An entertaining, eye-opening guide to what math and physics can reveal about sports.
How can sprinter Usain Bolt break his world record without expending any additional effort? What dates of birth give rise to the best professional athletes? Is it better to have the inside or outside lane during a race?
Drawing on vivid, real-life examples, mathematician John D. Barrow entertainingly explores the eye-opening, often counterintuitive, insights into the world of sports that math and physics can give us. For example, we learn that left-handed boxers have a statistical advantage over their right-handed opponents. Through clear, detailed, and fascinating mathematical explanations, Barrow reveals the best techniques and strategies for an incredible range of sports, from soccer and running to cycling, archery, gymnastics, and rowing.
Barrow delivers the math and science goods for every sports fan who's ever wondered how to "Bend It Like Beckham" or what the best positions are to reduce air resistance while sky-diving.

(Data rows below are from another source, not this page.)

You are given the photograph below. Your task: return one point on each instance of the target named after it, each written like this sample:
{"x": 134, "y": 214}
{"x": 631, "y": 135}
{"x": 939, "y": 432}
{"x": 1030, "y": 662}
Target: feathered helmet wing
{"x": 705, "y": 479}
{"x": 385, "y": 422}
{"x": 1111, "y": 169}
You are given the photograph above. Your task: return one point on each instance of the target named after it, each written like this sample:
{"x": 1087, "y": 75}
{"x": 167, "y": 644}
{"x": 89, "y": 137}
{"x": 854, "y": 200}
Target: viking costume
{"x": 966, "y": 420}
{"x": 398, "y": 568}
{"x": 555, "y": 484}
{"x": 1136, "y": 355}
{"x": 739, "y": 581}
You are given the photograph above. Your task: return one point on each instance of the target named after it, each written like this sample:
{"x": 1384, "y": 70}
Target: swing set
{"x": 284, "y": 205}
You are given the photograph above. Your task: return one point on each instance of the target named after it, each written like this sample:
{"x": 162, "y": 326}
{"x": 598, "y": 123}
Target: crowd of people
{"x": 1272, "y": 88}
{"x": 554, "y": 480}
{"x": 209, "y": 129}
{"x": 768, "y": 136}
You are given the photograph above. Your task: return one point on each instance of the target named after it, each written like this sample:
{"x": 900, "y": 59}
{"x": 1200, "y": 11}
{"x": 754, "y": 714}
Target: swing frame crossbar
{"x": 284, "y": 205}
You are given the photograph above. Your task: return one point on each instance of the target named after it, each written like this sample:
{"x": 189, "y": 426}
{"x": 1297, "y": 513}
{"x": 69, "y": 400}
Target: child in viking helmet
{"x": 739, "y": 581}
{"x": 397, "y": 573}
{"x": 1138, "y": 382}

The book contains 100 short essays explaining a variety of sports-related topics, such as various applications of statistics, the physics of wheelchair racing, how different scoring methods affect the outcome of multievent sports like the decathlon, and how a new rule led to "the most bizarre soccer match ever played." There's no formal organization, so the two-to-five-page-long essays are perfect for dipping into at the reader's whim. One moment Barrow is elucidating how organizations use math to determine tournament seeds, the next he's calculating whether runner and double amputee Oscar Pistorius's artificial limbs give him an advantage in sprinting events. Not everything is about math, however. Essays on Olympic trivia reveal that the marathon's distance wasn't standardized until 1921. Barrow's writing is accessible and entertaining, just the thing for mathematically minded sports fans. 40 illus.